Secondo una prima ricostruzione qualche compagno di corso si sarebbe lamentato con i professori, giudicando inappropriato che la presidente di un gruppo antiabortista potesse un giorno lavorare in ambito sanitario. E queste lamentele sono state ascoltate, perché la Rynkiewicz è stata sospesa per un anno.
Dopo 12 mesi, durante i quali la giovane è rimasta sospesa senza sapere cosa sarebbe accaduto, i funzionari dell’ateneo hanno però respinto le accuse, giudicando la studentessa perfettamente idonea alla laurea e al tirocinio. Risultato? Julia è stata riammessa, ma si laureerà un anno dopo rispetto ai compagni a causa di tutto il tempo perduto.

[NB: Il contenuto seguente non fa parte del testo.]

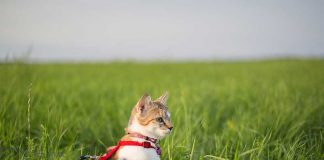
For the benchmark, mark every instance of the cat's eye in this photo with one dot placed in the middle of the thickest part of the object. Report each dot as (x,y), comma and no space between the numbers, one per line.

Quel periodo evidentemente le viene valutato come una vacanza. Eppure non se ne vedono i benefici: la ragazza ha patito un forte stress e ha perso la borsa di studio. Ora sta valutando di intraprendere un’azione legale contro l’università: «Penso sia importante ricordare che essere pro life non è incompatibile con l’essere ostetrica», ha dichiarato. «Non voglio che altri studenti passino ciò che ho passato io».
Bernadette Smyth, presidente di Precious Life, ha commentato: «È oltraggioso che una studentessa a favore della vita, che si sta formando per diventare ostetrica e dedicare la propria vita professionale alla cura sia delle madri sia dei loro bambini, si trovi a dover fronteggiare una discriminazione spaventosa come questa».
Ora, un caso singolo non può valere come giudizio universale, è vero. Ma il recente sondaggio realizzato e diffuso dal ramo britannico di ADF International su un campione di oltre mille studenti appena laureati dà risultati sorprendenti: quasi il 40% degli studenti ammette di avere paura di esprimere le proprie opinioni, in quanto dire ciò che si pensa potrebbe influire negativamente sulla carriera. Oltre un terzo degli intervistati racconta che i campus cancellano sempre più spesso dibattiti e presentazioni perché un’associazione studentesca o anche singoli studenti segnalano i relatori per le idee che professano. Tutto ciò che esce dal mainstream politicamente corretto viene infatti automaticamente censurato, basta una segnalazione.
Ryan Christopher Day, direttore di ADF International UK, commenta: «La libertà di parola è il fondamento di qualsiasi società libera e democratica. Di tutti i luoghi l’università è quello dove gli studenti dovrebbero essere liberi di discutere e di esplorare idee, specialmente quelle con cui non sono d’accordo». È il paradosso perfetto: opinioni zittite a priori nei luoghi nati per apprendere e confrontarsi. Aggiunge Christopher: «La società non può accettare che alcuni studenti affrontino l’ostracismo o subiscano gravi azioni disciplinari solo perché altri studenti o il personale universitario non sono d’accordo con loro. Una cultura di questo tipo è il contrario stesso sia della vita di un campus sia della missione di un’università».